This doc details how to use the old WtP
models. You should probably use SaT instead.
from wtpsplit import WtP
wtp = WtP("wtp-bert-mini")
# optionally run on GPU for better performance
# also supports TPUs via e.g. wtp.to("xla:0"), in that case pass `pad_last_batch=True` to wtp.split
wtp.half().to("cuda")
# returns ["Hello ", "This is a test."]
wtp.split("Hello This is a test.")
# returns an iterator yielding a lists of sentences for every text
# do this instead of calling wtp.split on every text individually for much better performance
wtp.split(["Hello This is a test.", "And some more texts..."])
# if you're using a model with language adapters, also pass a `lang_code`
wtp.split("Hello This is a test.", lang_code="en")
# depending on your usecase, adaptation to e.g. the Universal Dependencies style may give better results
# this always requires a language code
wtp.split("Hello This is a test.", lang_code="en", style="ud")
You can enable ONNX inference for the wtp-bert-*
models:
wtp = WtP("wtp-bert-mini", onnx_providers=["CUDAExecutionProvider"])
This requires onnxruntime
and onnxruntime-gpu
. It should give a good speedup on GPU!
>>> from wtpsplit import WtP
>>> texts = ["This is a sentence. This is another sentence."] * 1000
# PyTorch GPU
>>> model = WtP("wtp-bert-mini")
>>> model.half().to("cuda")
>>> %timeit list(model.split(texts))
272 ms ± 16.1 ms per loop (mean ± std. dev. of 7 runs, 1 loop each)
# onnxruntime GPU
>>> model = WtP("wtp-bert-mini", ort_providers=["CUDAExecutionProvider"])

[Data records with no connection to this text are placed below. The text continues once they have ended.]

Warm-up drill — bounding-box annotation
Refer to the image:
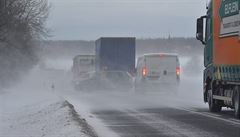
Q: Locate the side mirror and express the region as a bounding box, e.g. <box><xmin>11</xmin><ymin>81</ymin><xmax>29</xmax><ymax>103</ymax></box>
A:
<box><xmin>196</xmin><ymin>16</ymin><xmax>206</xmax><ymax>44</ymax></box>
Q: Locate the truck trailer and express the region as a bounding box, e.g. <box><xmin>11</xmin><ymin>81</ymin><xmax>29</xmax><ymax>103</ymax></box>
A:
<box><xmin>95</xmin><ymin>37</ymin><xmax>136</xmax><ymax>74</ymax></box>
<box><xmin>196</xmin><ymin>0</ymin><xmax>240</xmax><ymax>118</ymax></box>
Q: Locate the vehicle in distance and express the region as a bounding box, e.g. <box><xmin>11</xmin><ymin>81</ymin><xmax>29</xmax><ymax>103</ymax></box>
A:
<box><xmin>72</xmin><ymin>55</ymin><xmax>95</xmax><ymax>89</ymax></box>
<box><xmin>95</xmin><ymin>37</ymin><xmax>136</xmax><ymax>74</ymax></box>
<box><xmin>196</xmin><ymin>0</ymin><xmax>240</xmax><ymax>118</ymax></box>
<box><xmin>135</xmin><ymin>53</ymin><xmax>180</xmax><ymax>92</ymax></box>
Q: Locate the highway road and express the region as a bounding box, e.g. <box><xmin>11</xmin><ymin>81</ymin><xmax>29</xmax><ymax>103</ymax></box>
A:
<box><xmin>65</xmin><ymin>91</ymin><xmax>240</xmax><ymax>137</ymax></box>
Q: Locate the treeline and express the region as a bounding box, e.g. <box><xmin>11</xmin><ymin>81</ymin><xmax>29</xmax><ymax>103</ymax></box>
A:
<box><xmin>0</xmin><ymin>0</ymin><xmax>50</xmax><ymax>87</ymax></box>
<box><xmin>40</xmin><ymin>38</ymin><xmax>204</xmax><ymax>58</ymax></box>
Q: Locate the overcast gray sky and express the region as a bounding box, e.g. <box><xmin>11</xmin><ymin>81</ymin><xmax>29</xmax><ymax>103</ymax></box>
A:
<box><xmin>47</xmin><ymin>0</ymin><xmax>207</xmax><ymax>40</ymax></box>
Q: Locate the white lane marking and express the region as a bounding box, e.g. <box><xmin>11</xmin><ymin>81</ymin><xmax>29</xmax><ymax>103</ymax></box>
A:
<box><xmin>176</xmin><ymin>108</ymin><xmax>240</xmax><ymax>125</ymax></box>
<box><xmin>201</xmin><ymin>111</ymin><xmax>221</xmax><ymax>117</ymax></box>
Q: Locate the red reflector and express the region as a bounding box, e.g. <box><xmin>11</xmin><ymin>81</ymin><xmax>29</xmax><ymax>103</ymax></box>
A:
<box><xmin>142</xmin><ymin>67</ymin><xmax>148</xmax><ymax>77</ymax></box>
<box><xmin>176</xmin><ymin>67</ymin><xmax>180</xmax><ymax>76</ymax></box>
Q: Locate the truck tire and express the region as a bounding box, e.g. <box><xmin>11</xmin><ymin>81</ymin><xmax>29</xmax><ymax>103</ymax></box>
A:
<box><xmin>208</xmin><ymin>91</ymin><xmax>222</xmax><ymax>112</ymax></box>
<box><xmin>234</xmin><ymin>86</ymin><xmax>240</xmax><ymax>119</ymax></box>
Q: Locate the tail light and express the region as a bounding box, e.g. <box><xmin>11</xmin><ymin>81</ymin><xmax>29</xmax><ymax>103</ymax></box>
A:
<box><xmin>142</xmin><ymin>67</ymin><xmax>148</xmax><ymax>77</ymax></box>
<box><xmin>176</xmin><ymin>67</ymin><xmax>180</xmax><ymax>76</ymax></box>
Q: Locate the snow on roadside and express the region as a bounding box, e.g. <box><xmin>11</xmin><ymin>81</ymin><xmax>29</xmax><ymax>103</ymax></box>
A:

>>> %timeit list(model.split(texts))
198 ms ± 1.36 ms per loop (mean ± std. dev. of 7 runs, 1 loop each)
Notes:
- The
wtp-canine-*
models are currently not supported with ONNX because the pooling done by CANINE is not trivial to export. Ideas to solve this are very welcome! - This does not work with Python 3.7 because
onnxruntime
does not support the opset we need for py37.

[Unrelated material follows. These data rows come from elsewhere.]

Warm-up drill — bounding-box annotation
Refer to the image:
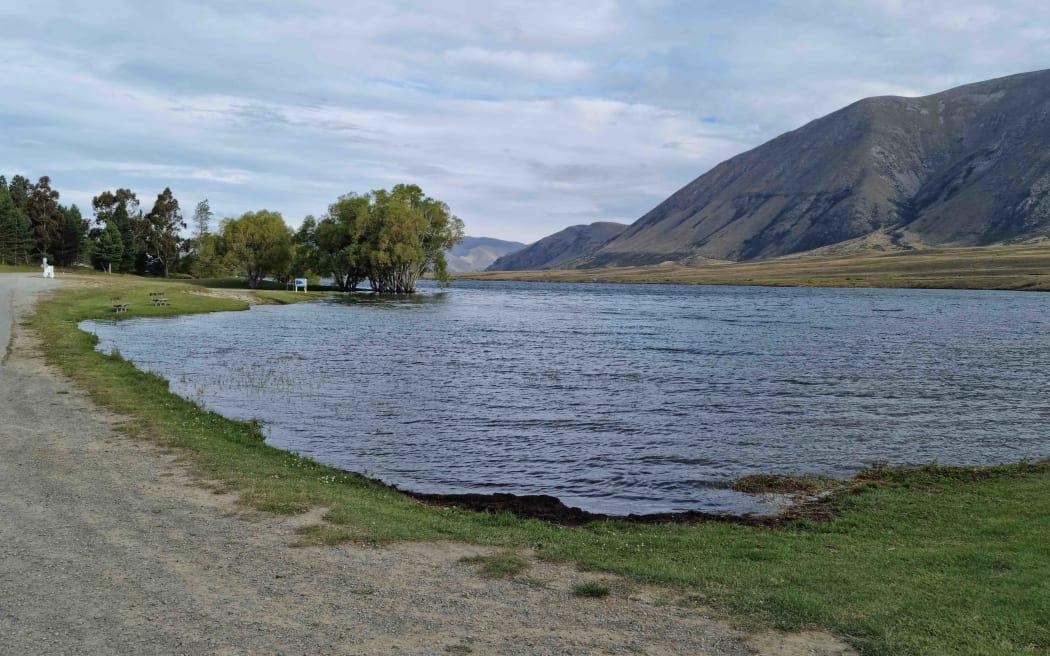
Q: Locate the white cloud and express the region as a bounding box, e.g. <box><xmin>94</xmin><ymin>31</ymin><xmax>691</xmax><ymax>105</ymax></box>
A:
<box><xmin>0</xmin><ymin>0</ymin><xmax>1050</xmax><ymax>241</ymax></box>
<box><xmin>445</xmin><ymin>46</ymin><xmax>591</xmax><ymax>82</ymax></box>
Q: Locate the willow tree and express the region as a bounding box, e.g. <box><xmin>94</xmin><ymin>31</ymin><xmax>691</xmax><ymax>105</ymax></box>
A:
<box><xmin>222</xmin><ymin>210</ymin><xmax>292</xmax><ymax>290</ymax></box>
<box><xmin>314</xmin><ymin>193</ymin><xmax>372</xmax><ymax>292</ymax></box>
<box><xmin>361</xmin><ymin>185</ymin><xmax>463</xmax><ymax>294</ymax></box>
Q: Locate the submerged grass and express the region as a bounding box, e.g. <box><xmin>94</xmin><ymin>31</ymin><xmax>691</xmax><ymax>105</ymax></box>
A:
<box><xmin>22</xmin><ymin>276</ymin><xmax>1050</xmax><ymax>656</ymax></box>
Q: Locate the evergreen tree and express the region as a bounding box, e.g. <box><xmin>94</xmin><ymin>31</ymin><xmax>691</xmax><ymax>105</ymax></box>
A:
<box><xmin>25</xmin><ymin>175</ymin><xmax>65</xmax><ymax>257</ymax></box>
<box><xmin>111</xmin><ymin>200</ymin><xmax>135</xmax><ymax>273</ymax></box>
<box><xmin>145</xmin><ymin>187</ymin><xmax>186</xmax><ymax>278</ymax></box>
<box><xmin>91</xmin><ymin>220</ymin><xmax>124</xmax><ymax>273</ymax></box>
<box><xmin>55</xmin><ymin>205</ymin><xmax>87</xmax><ymax>267</ymax></box>
<box><xmin>0</xmin><ymin>175</ymin><xmax>36</xmax><ymax>264</ymax></box>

Pro tips: I recommend wtp-bert-mini
for speed-sensitive applications, otherwise wtp-canine-s-12l
. The *-no-adapters
models provide a good tradeoff between speed and performance. You should probably not use wtp-bert-tiny
.
Model | English Score | English Score (adapted) |
Multilingual Score | Multilingual Score (adapted) |
---|---|---|---|---|
wtp-bert-tiny | 83.8 | 91.9 | 79.5 | 88.6 |
wtp-bert-mini | 91.8 | 95.9 | 84.3 | 91.3 |
wtp-canine-s-1l | 94.5 | 96.5 | 86.7 | 92.8 |
wtp-canine-s-1l-no-adapters | 93.1 | 96.4 | 85.1 | 91.8 |
wtp-canine-s-3l | 94.4 | 96.8 | 86.7 | 93.4 |
wtp-canine-s-3l-no-adapters | 93.8 | 96.4 | 86 | 92.3 |
wtp-canine-s-6l | 94.5 | 97.1 | 87 | 93.6 |
wtp-canine-s-6l-no-adapters | 94.4 | 96.8 | 86.4 | 92.8 |
wtp-canine-s-9l | 94.8 | 97 | 87.7 | 93.8 |
wtp-canine-s-9l-no-adapters | 94.3 | 96.9 | 86.6 | 93 |
wtp-canine-s-12l | 94.7 | 97.1 | 87.9 | 94 |
wtp-canine-s-12l-no-adapters | 94.5 | 97 | 87.1 | 93.2 |
The scores are macro-average F1 score across all available datasets for "English", and macro-average F1 score across all datasets and languages for "Multilingual". "adapted" means adapation via WtP Punct; check out the paper for details.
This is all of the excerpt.